The film is not about AIDS as a social and political problem. It uses the enormous present concern over the epidemic as a means to an end in broaching a far larger, timeless problem. The issue that concerns the filmmakers is based upon a distinction that has been crucially central to the American protest movements—whether this is a nation based upon people or upon law, as Andrew Beckett makes clear when he justifies his suit by explaining, "I love the law, to see justice done."

The film is a very rare example of the oldest form of drama in the European tradition, classical tragedy in a medium that has been almost entirely exploited by melodrama. So far the most substantial and challenging reservations about the film have been directed at the sudden change three-quarters of the way through, from the neutral naturalism of the visual image to an unprecedented surrealistic sequence during an interview between Beckett and Joe Miller, his attorney. Miller has been trying to keep his client's mind on the testimony that he will give the next day; but Beckett becomes evasive and puts on a recording of Maria Callas singing the aria "La Momma Morta" from Umberto Giordano's opera André Chénier. The screen is suffused with a demonic red glow as a smouldering fireplace blazes forth, symbolizing the passionate fire burning in Beckett.
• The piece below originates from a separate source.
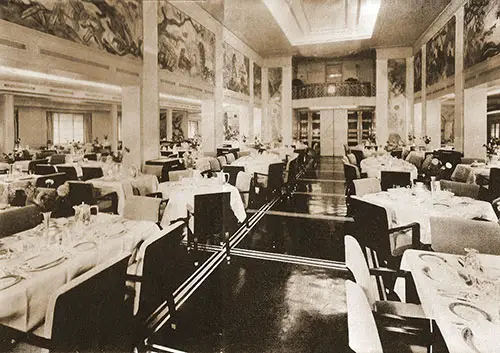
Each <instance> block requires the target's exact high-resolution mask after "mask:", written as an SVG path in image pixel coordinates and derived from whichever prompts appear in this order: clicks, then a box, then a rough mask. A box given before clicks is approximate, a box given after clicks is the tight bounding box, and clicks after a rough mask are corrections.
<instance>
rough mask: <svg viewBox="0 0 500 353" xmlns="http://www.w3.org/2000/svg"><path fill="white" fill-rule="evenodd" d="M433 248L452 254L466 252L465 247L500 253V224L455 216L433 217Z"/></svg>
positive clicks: (479, 250)
mask: <svg viewBox="0 0 500 353" xmlns="http://www.w3.org/2000/svg"><path fill="white" fill-rule="evenodd" d="M430 223H431V237H432V240H431V243H432V249H433V250H434V251H438V252H445V253H450V254H458V255H463V254H465V250H464V248H473V249H477V250H478V251H479V252H480V253H483V254H492V255H500V225H498V223H496V222H488V221H477V220H472V219H463V218H455V217H431V218H430Z"/></svg>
The producers tried to cut this episode, and many reviewers have found it irrelevant and fatuous; but Demme and Hanks fought to retain it, even though its significance has been generally misunderstood. Typical of the bewildered reaction is Alan Stanbrook's comment in The Sunday Telegraph that "many will wince at the embarrassing scene where Hanks tries to explain what opera means to gays." As Hanks stressed in this interview, the film does not attempt to represent some collective psyche of the gay community. The episode is a strictly personal statement, as he moves from routine questions about the litigation into the vision that explains his sometimes inscrutable behaviour, when Beckett speaks for himself as an "adventurous spirit," declaiming histrionically over the soaring music: "I am divine. I am oblivious. I am the god come down from the heavens to earth to make of earth a heaven."
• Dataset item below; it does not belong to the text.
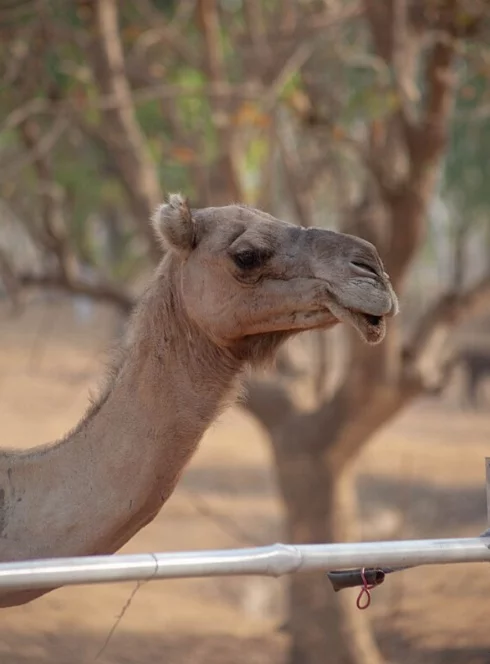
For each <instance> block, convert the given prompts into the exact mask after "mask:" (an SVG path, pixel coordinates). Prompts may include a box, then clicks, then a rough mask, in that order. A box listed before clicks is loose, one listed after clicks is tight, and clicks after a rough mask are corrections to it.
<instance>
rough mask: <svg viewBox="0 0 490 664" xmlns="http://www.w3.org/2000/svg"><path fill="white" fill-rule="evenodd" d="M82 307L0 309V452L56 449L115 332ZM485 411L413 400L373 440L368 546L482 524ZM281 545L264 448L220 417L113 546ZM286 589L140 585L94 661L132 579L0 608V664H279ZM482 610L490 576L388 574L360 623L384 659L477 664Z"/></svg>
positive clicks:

This reference to divinity establishes the link between classic tragedy and the film. Whether intentionally or not, scriptwriter Roy Nyswaner echoes the myth of Philocetes, a great bowman, who is banished during the Trojan War by his fellow Greeks to a deserted island when a snakebite gives him a noxious and incurable wound; but they must bring him back as a seer decrees that Troy can only be taken with his bow and arrows. Philocetes comes to a happier end than Andrew Beckett, but their relationship is highlighted by one of the key lines in the film as the jury playing the role of the classic chorus decides that when the firm gave Beckett the big assignment, they were sending in not a disappointing employee, but their "top gun."
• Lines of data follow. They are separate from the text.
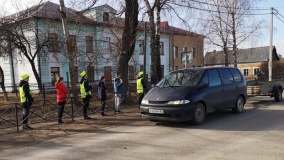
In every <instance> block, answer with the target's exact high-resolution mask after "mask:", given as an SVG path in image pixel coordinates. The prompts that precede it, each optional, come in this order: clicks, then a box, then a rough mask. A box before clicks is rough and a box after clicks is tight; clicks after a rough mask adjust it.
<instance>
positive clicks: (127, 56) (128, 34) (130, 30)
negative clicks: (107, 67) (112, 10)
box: [118, 0, 139, 97]
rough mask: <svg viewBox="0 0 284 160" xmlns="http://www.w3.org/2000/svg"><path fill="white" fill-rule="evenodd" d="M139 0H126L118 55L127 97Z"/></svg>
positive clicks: (125, 94) (119, 64) (134, 41)
mask: <svg viewBox="0 0 284 160" xmlns="http://www.w3.org/2000/svg"><path fill="white" fill-rule="evenodd" d="M138 14H139V13H138V0H125V19H124V28H123V34H122V45H121V52H120V54H119V56H118V71H119V72H120V73H121V76H122V79H123V83H124V85H123V88H122V97H126V93H127V86H128V62H129V60H130V58H131V56H132V55H133V53H134V49H135V42H136V35H137V30H138Z"/></svg>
Even more pervasive as a subtext throughout the film is the myth of Icarus, the son of the ingenious Daedulus, who made the men wax wings with which to fly out of the labyrinth where they were imprisoned. Icarus flew too close to the sun and the wax melted, so that he fell to his death in the sea. Andrew Beckett is another "adventurous spirit" who has flown too high and taken too many risks. In the surrealist opera episode, viewers are presented a glimpse beneath the quotidian reality of the legal proceedings into the inner vision of Andrew Beckett, who is motivated by a principle that David Thomson finds at work in some of Hank's other films, that "Fantasy soars above any hope of duty or intelligence." Beckett is brilliant, seeking to end injustice and make a heaven on earth; but he is also oblivious to dangerous risks in his pursuit of the ideal. This complex and still puzzling film shows the possibilities rarely realized so far of using the cinema to update classic myths as they have been used in the past in literature to probe our present condition.